Theory behind Big 'O' notation

* When we write any program, 2 things are very important :
            a. Time 
            b. Space

* The whole or a piece of a code block execution time varies based on input.  And this execution time can be represented using "Big-O notation".

* The Big-O notation measures the worst-case complexity of an algorithm. 

* In Big-O notation, "n" represents the number of inputs. The question asked with Big-O is the following: “What will happen as "n" approaches infinity?”

Our Logic time complexity we are going to represent using based on input (that is all about Big-O). Why not other parameters? 

Below are the comparisons:

Execution times? Not a good measure as execution times are specific to a particular computer.

The number of statements executed? Not a good measure, since the number of statements varies with the programming language as well as the style of the individual programmer.

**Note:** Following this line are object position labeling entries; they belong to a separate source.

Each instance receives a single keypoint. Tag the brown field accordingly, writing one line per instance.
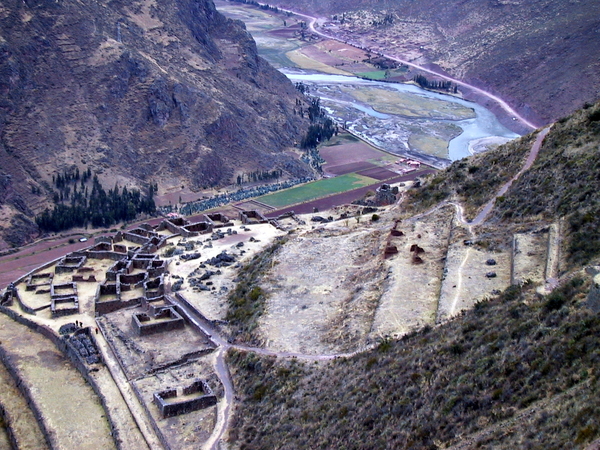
(336, 59)
(379, 173)
(342, 169)
(343, 151)
(344, 198)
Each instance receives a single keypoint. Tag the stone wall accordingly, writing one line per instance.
(167, 403)
(166, 320)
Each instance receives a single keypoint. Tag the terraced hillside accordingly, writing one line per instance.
(515, 369)
(532, 53)
(164, 92)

Ideal solution? Let us assume that we express the running time of a given algorithm as a function of the input size n (i.e., f(n)) and compare these different functions corresponding to running times. This kind of comparison is independent of machine time, programming style, etc.

Note: While representing Big-O notation, we will ignore constants(you can observe in the below examples). We might be asking a question ourselves, why to ignore? (below screenshot will help us to understand the same)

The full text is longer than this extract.